La sentence a été reportée en janvier. Mais Stéphane Léopold Lévesque espère que sa cause va inciter d’autres hommes victimes de violence psychologique ou physique à demander de l’aide et à porter plainte à la police. 

«La violence, ça n’a pas de sexe», a-t-il dit au Soleil, lors d’une récente entrevue. «Il y a beaucoup d’hommes qui ont été victimes et qui n’osent pas dénoncer». 

Le 17 septembre, au palais de justice de Drummondville, la juge Marie-Josée Ménard avait décrit l’ampleur du harcèlement «psychologique grave, continu et répété» subi par M. Lévesque. 

Entre le 28 juillet et le 22 septembre 2016, Isabelle St-Louis a notamment reproché à son ancien conjoint d’avoir abandonné sa famille, lui a signifié qu’elle ne passerait pas à travers la séparation, lui a envoyé des photos d’elle en robe de mariage et l’a invité à renouveler leurs vœux de mariage.

«L’accusée ne comprend pas les signes clairs du plaignant qui lui indiquent tout simplement qu’il a la ferme intention de tourner la page et de passer à autre chose», a souligné la juge Ménard. 

Isabelle St-Louis a même continué «son manège malgré une invitation ferme du policier à couper le contact avec le plaignant», a précisé la juge. 

Stéphane Léopold Lévesque affirme avoir reçu de son ex-femme environ 1500 textos et courriels en deux mois. 

La force de s’en sortir

Lundi, Le Soleil révélait les résultats d’un sondage commandé par le Regroupement provincial en santé et bien-être des hommes qui montre que près d’un quart des hommes (22 %) rapportent une détresse psychologique.

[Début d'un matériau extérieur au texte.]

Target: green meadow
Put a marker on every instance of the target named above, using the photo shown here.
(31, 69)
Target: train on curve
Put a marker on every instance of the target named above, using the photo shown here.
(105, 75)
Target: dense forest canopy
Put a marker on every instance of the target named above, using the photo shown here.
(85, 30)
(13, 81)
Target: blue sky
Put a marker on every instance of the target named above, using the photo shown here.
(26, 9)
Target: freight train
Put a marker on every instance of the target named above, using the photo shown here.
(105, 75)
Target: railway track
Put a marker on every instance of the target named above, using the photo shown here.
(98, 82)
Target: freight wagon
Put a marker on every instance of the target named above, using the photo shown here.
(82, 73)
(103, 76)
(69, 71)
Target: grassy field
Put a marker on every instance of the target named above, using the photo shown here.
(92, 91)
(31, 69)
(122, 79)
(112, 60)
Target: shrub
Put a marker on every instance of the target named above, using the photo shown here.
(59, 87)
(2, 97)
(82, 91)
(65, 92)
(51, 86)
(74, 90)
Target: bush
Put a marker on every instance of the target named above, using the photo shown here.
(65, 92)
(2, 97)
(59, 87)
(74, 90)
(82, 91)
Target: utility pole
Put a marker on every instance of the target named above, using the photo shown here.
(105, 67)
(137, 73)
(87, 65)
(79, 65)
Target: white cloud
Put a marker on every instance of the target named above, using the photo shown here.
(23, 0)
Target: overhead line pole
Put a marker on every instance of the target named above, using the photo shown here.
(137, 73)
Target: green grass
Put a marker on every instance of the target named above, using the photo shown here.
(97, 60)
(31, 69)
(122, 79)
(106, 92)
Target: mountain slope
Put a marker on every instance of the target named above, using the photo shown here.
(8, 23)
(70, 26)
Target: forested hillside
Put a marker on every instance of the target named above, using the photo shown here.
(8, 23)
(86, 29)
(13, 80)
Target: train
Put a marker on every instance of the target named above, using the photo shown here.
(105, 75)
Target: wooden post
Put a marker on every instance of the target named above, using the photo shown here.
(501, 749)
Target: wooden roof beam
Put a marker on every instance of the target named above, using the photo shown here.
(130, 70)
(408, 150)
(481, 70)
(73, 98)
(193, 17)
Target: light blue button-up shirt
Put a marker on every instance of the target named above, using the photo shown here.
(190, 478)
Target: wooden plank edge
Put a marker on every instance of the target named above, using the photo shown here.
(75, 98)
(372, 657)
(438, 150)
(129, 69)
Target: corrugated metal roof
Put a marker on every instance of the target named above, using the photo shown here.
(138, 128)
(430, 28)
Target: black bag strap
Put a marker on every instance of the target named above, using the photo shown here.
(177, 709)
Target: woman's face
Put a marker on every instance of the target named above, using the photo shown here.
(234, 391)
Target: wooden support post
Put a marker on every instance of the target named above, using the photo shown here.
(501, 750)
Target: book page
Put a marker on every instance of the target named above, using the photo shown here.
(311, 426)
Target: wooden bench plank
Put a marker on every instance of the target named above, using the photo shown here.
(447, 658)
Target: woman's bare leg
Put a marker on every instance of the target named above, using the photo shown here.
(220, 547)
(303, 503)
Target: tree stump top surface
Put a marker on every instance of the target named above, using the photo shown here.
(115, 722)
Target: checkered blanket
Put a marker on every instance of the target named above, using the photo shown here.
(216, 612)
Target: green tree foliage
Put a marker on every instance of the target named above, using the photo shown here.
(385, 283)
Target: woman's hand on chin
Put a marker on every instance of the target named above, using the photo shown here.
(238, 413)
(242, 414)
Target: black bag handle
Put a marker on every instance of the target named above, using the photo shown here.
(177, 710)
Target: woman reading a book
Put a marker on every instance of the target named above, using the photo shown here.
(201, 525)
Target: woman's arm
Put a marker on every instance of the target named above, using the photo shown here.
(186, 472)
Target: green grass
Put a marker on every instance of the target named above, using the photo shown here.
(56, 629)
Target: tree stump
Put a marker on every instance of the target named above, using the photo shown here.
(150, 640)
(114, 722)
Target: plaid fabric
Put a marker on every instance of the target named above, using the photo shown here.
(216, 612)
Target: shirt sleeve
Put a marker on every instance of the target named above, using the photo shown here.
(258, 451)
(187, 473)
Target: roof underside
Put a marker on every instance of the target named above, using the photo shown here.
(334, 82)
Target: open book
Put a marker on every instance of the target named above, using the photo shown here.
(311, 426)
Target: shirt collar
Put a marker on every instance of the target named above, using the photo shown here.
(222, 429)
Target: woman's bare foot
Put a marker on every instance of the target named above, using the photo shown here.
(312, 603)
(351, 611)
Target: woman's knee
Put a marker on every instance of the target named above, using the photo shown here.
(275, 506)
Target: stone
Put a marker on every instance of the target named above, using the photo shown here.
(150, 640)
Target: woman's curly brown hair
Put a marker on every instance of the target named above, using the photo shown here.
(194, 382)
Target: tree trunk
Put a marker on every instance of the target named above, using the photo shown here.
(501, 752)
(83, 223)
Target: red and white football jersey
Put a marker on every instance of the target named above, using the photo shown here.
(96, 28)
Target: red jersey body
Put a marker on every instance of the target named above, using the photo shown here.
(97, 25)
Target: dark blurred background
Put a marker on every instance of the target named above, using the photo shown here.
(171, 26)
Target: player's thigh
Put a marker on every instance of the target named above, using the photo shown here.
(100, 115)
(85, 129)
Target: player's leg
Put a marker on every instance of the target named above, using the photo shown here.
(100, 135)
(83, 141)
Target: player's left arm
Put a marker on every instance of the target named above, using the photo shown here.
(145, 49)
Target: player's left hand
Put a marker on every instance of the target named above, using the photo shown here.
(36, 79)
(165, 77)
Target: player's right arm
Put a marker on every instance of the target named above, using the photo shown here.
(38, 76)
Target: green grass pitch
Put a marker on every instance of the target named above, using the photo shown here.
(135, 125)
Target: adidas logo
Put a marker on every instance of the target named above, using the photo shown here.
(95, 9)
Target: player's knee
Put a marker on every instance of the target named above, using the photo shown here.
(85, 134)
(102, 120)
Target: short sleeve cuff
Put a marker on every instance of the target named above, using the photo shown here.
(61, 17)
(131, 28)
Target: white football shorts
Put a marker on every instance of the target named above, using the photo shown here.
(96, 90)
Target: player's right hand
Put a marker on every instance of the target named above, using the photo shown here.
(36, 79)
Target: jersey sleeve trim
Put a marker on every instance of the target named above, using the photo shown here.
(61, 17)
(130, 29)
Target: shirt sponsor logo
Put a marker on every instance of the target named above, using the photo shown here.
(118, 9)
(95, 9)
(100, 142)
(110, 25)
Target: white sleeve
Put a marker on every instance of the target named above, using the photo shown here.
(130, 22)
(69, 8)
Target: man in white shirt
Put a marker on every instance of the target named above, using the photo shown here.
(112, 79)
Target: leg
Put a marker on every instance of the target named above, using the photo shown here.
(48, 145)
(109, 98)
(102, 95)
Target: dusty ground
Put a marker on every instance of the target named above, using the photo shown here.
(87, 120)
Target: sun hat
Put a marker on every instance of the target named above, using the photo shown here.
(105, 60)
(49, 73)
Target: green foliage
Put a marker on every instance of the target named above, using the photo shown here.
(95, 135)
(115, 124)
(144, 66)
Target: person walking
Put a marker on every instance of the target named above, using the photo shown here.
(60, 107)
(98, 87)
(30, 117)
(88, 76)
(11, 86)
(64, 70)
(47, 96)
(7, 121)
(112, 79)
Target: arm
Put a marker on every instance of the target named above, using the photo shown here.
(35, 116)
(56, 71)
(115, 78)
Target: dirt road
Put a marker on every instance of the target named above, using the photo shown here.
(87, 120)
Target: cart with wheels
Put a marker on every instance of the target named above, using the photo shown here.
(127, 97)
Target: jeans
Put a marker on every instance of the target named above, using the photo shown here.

L’étude, supervisée par un comité scientifique de chercheurs de l’UQAM, de l’Université Laval et de l’UQAR, montre aussi que seulement 10 % des hommes ont consulté un intervenant psychosocial au cours des 12 derniers mois.

M. Lévesque, qui affirme avoir été victime de violence conjugale durant de nombreuses années, a lui-même attendu très longtemps avant de demander l’aide. Il l’a finalement fait au Centre de ressources pour hommes Drummond, à Drummondville. «Ils m’ont donné la force de m’en sortir», dit-il.

En septembre, la juge Marie-Josée Ménard avait d’ailleurs souligné son courage d’avoir porté plainte à la police et d’avoir témoigné en cour. 

«Il est vrai que la réalité d’une victime masculine de violence conjugale au sein d’un couple hétérosexuel est peut-être moins dénoncée aux autorités, a-t-elle dit. Mais il n’en demeure pas moins qu’il s’agit d’une réalité qui est souvent vécue avec souffrance et honte. Les ressources d’aide sont plus rares et les acteurs sont souvent mal outillés. [...] Il a fallu beaucoup de courage pour le plaignant de porter plainte et de témoigner. Le tribunal tient à le souligner.»